This award is funded under the American Recovery and Reinvestment Act of 2009 (Public Law 111-5).
Two groups of migrants, aging baby boomers and Latino immigrants, are converging on rural America. Together, these groups will significantly transform their destination communities in the coming decades. While these migration streams have each attracted scholarly attention, work to date has treated these groups of migrants separately, leaving unstudied how their combined effects are reshaping rural places. Using a two-staged methodology, this collaborative research project will explore potential economic linkages between the Latino immigrants and baby boomers arriving in the same or nearby rural destinations. The project also will examine how these linked migration streams are transforming rural labor markets. In Stage 1, the investigators will use publicly available census data to identify areas attracting higher-than-expected flows of both baby boomers and Latinos. They also will examine areas that show evidence of rural gentrification, a force theoretically tied to linked migration streams. Maps of these population groups at the sub-county level developed at this stage will facilitate visualization of the micro-scale social geographies of these destinations with linked migration streams. Stage 2 of the project will involve intensive community case studies and will focus on labor-market experiences of Latino workers, non-Latino workers, and private employers. During Stage 2, the investigators will use interviews, participant observation, and textual analysis to determine how rural labor markets are transformed in the wake of increasingly diverse migration streams.
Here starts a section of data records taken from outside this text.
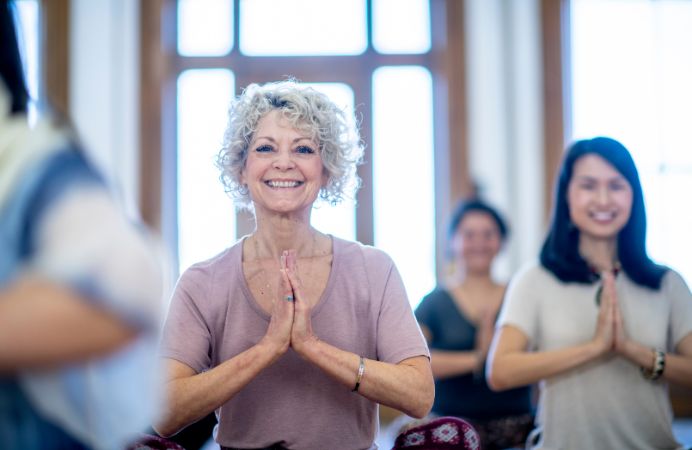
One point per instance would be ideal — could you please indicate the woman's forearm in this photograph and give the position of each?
(510, 365)
(407, 386)
(191, 396)
(447, 364)
(521, 368)
(43, 324)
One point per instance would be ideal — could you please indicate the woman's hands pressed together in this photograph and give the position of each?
(291, 318)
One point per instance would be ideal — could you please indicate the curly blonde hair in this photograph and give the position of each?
(307, 110)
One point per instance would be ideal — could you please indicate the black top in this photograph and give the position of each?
(465, 395)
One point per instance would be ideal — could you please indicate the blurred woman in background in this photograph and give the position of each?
(80, 288)
(458, 318)
(601, 325)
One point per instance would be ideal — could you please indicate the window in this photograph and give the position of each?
(28, 20)
(365, 58)
(631, 70)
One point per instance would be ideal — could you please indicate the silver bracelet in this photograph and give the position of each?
(658, 367)
(361, 371)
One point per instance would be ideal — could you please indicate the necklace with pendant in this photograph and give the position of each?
(265, 288)
(616, 270)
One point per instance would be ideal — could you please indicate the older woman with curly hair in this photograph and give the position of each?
(292, 336)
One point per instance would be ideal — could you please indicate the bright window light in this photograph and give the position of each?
(632, 68)
(339, 220)
(28, 15)
(302, 27)
(401, 26)
(205, 27)
(404, 199)
(206, 215)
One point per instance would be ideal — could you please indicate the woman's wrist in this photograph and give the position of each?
(305, 347)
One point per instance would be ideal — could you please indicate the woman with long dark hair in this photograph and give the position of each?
(602, 326)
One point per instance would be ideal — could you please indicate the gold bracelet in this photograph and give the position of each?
(658, 367)
(361, 371)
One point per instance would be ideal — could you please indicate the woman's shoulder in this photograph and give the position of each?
(354, 250)
(674, 282)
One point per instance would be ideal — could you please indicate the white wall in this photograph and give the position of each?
(104, 89)
(505, 118)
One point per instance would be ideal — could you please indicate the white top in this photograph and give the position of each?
(606, 403)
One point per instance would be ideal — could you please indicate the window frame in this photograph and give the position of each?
(160, 65)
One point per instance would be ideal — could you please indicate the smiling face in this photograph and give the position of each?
(283, 170)
(477, 241)
(599, 198)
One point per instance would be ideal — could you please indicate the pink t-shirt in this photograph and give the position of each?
(364, 309)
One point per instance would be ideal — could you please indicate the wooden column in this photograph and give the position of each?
(556, 70)
(55, 54)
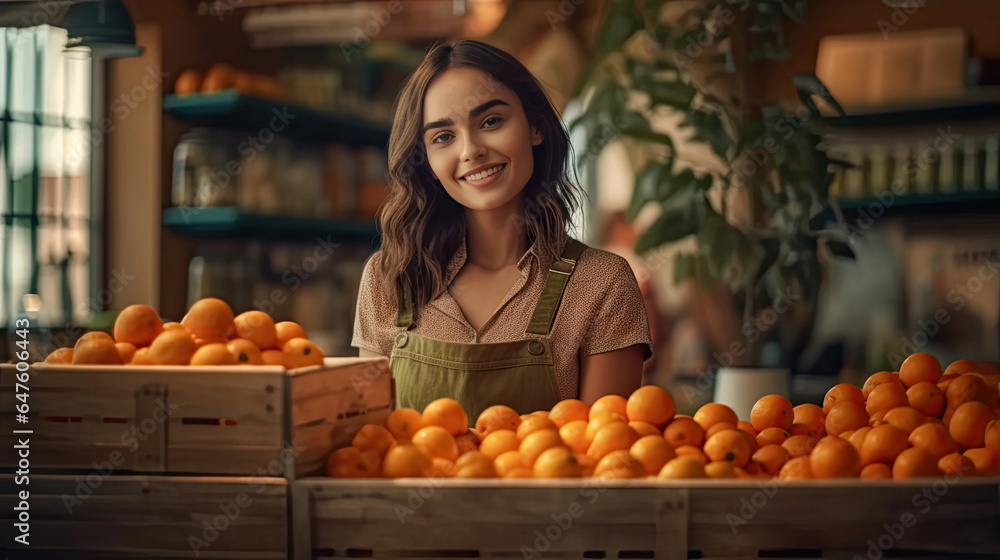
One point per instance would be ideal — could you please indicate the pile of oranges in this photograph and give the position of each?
(916, 422)
(208, 335)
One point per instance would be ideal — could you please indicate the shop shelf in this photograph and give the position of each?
(231, 109)
(231, 222)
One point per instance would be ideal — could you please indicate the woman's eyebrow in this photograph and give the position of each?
(475, 112)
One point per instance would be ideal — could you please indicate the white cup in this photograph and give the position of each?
(741, 388)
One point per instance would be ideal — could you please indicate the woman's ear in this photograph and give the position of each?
(536, 136)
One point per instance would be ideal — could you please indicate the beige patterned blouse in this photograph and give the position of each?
(601, 311)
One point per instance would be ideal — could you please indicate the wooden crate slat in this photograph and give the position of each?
(155, 515)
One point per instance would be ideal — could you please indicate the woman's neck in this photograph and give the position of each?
(496, 239)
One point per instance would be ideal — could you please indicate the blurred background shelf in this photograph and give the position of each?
(231, 109)
(232, 223)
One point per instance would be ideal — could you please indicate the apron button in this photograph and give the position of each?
(401, 340)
This project will provide key insights into critical forces of rural restructuring that are likely to substantially increase in the coming years. Rural communities need to better understand these demographic transformations, because more than 5 million new baby boomer migrants are likely to arrive in nonmetropolitan destinations by 2020, and Latino migration is unlikely to subside. This project will generate new empirical and theoretical understandings of the ways in which aggregate transformations in the age structure of the population are likely to reshape domestic and transnational migration streams as well as generate socioeconomic change at different geographic scales. Furthermore, examinations of linked migration systems and labor market dynamics within rural spaces will reframe understandings of gentrification and globalization, which to date largely have been drawn from urban-based scholarship. Finally, the project will build a collaborative research relationship between a major research university and an undergraduate institution. Undergraduate and graduate research assistants will gain scientific expertise through their involvement with the project, and the data collected as part of this project will enhance existing undergraduate course offerings at both institutions.